The Cocoon Nebula

Jack Kramer

If you savor challenges, then the Cocoon Nebula (IC 5146) in Cygnus will be right up your alley. Although it's listed as 10th magnitude, this is deceptive because it also happens to be relatively large, at 9 arcminutes, so its faint light is spread rather thinly. It requires a sky that is as dark as possible. I suppose that explains why it never made it into Dreyer's New General Catalog (NGC), but had to wait for the later Index Catalog (IC), which generally contains the fainter objects. IC 5146 was visually discovered by Thomas Espin in 1899, with his 171/4-inch Newtonian, while sweeping for double stars.

The following illustration shows where the Cocoon is located. Obviously, you'll need a good chart of your own for star-hopping purposes. A highly detailed chart such as the Uranometria will be especially helpful because it also shows the swath of dark nebulosity that leads to the Cocoon. The dark nebula is primarily interstellar dust that blocks the light from stars beyond it.

My observation of the Cocoon was made with a 10-inch reflector at 75x from the Von Bergen farm near Hebron. It was a very difficult object that required the use of a broadband nebula filter once I had worked my way to the exact position of the nebula. The broadband filter muted the effects of skyglow, while still allowing fairly faint stars to show. Comments from other observers indicate that the Oxygen III narrowband filter doesn't seem to improve the view of this nebula; however, the Cocoon is an object that purportedly responds well to the Lumicon Hydrogen Beta filter. The area is fairly rich with stars, and I first noted the streamer of dark nebulosity (a Barnard object - B168) that terminates at the eastern edge of the Cocoon. Following this streamer, the Cocoon itself was found as several faint blotches of nebulosity.

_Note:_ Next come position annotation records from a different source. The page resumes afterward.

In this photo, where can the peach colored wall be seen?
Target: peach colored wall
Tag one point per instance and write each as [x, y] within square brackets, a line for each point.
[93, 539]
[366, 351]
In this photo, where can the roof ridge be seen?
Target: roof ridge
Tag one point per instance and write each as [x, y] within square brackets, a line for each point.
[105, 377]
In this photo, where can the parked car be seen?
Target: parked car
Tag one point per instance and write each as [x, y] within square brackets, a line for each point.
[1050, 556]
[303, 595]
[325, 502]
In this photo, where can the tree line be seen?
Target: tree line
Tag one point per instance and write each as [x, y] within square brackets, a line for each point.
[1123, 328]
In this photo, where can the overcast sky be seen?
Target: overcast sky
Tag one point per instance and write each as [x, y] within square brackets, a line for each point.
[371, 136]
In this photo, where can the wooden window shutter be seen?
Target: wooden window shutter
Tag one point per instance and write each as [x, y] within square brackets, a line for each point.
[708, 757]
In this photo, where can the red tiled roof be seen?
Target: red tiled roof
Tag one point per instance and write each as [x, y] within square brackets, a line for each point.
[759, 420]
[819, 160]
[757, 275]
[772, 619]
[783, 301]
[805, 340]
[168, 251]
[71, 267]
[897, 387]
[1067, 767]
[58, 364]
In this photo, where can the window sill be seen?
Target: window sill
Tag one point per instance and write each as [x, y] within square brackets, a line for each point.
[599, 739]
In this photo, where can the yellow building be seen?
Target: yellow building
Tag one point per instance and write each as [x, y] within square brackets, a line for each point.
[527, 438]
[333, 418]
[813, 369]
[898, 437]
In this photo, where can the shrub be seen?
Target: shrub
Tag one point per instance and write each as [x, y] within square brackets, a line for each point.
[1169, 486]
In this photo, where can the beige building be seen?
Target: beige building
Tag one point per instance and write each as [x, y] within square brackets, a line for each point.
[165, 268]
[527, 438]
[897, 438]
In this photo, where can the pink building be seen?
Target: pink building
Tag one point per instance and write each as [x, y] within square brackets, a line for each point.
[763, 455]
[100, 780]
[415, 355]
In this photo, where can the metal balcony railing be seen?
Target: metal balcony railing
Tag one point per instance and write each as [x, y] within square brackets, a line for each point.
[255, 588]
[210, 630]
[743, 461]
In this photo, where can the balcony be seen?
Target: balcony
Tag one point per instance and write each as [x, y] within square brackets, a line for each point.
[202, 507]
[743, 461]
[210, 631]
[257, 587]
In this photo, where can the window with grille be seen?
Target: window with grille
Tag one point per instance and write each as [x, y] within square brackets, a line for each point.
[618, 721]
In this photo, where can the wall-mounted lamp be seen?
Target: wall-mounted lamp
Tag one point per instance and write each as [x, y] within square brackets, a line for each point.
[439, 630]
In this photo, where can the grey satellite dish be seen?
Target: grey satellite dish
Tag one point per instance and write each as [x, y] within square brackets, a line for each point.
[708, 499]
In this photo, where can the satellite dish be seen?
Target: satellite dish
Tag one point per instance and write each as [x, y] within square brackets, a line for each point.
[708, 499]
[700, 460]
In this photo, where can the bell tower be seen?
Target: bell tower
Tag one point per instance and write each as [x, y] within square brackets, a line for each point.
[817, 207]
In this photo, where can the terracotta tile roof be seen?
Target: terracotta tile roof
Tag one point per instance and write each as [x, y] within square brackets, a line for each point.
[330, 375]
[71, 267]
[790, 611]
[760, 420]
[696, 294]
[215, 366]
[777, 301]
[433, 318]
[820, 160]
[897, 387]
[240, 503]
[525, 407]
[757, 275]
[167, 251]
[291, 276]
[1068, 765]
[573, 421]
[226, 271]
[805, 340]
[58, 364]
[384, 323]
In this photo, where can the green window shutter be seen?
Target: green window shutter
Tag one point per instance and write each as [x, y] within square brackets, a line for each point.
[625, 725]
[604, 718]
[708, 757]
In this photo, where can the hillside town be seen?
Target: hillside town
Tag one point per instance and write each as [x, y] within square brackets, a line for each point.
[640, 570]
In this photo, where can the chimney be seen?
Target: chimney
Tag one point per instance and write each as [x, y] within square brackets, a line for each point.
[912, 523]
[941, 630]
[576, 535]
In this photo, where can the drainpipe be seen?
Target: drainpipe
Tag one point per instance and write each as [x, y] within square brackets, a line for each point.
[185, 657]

The Cocoon is interesting from another aspect in that it provides some measure of how light pollution has degraded our ability to see faint objects over the years. In an Internet posting on the amastro eGroup, astronomer Brian Skiff reflected on the circumstances of one observation more than twenty years ago. He notes that in 1977, Chris Luginbuhl observed IC 5146 using just a 60mm Unitron refractor from Flagstaff, Arizona. Note that this was in the era before nebula filters. He lamented about light-pollution, given that others seem to have had difficulty with the nebula using even 10-inch telescopes. The refractor was actually the finder for a 12-inch Cassegrain telescope that was housed on the fifth-floor roof of a building at Northern Arizona University, six blocks from the center of downtown Flagstaff. Chris recorded that his naked-eye limit at the time was around 6.2. His notes for IC 5146 indicate a faint haze around two magnitude 9.5 stars, with a roughly circular shape, about 6'-8' in diameter; an ill-defined dark streak (B168) leads away to the east. Although not specified, the eyepiece used was probably a 32mm war-surplus Erfle that yielded 28x with about a two-degree actual field. (It was one of those that Jaegers used to sell - considered huge in size at the time.)

The fact that it was seen at all with such a small telescope is a testimony to the quality of the sky at Flagstaff back in 1977. My observation from the Von Bergen farm took place in 1990. I suspect that because of encroaching light pollution, today I could no longer locate it from that site with the 10-inch scope.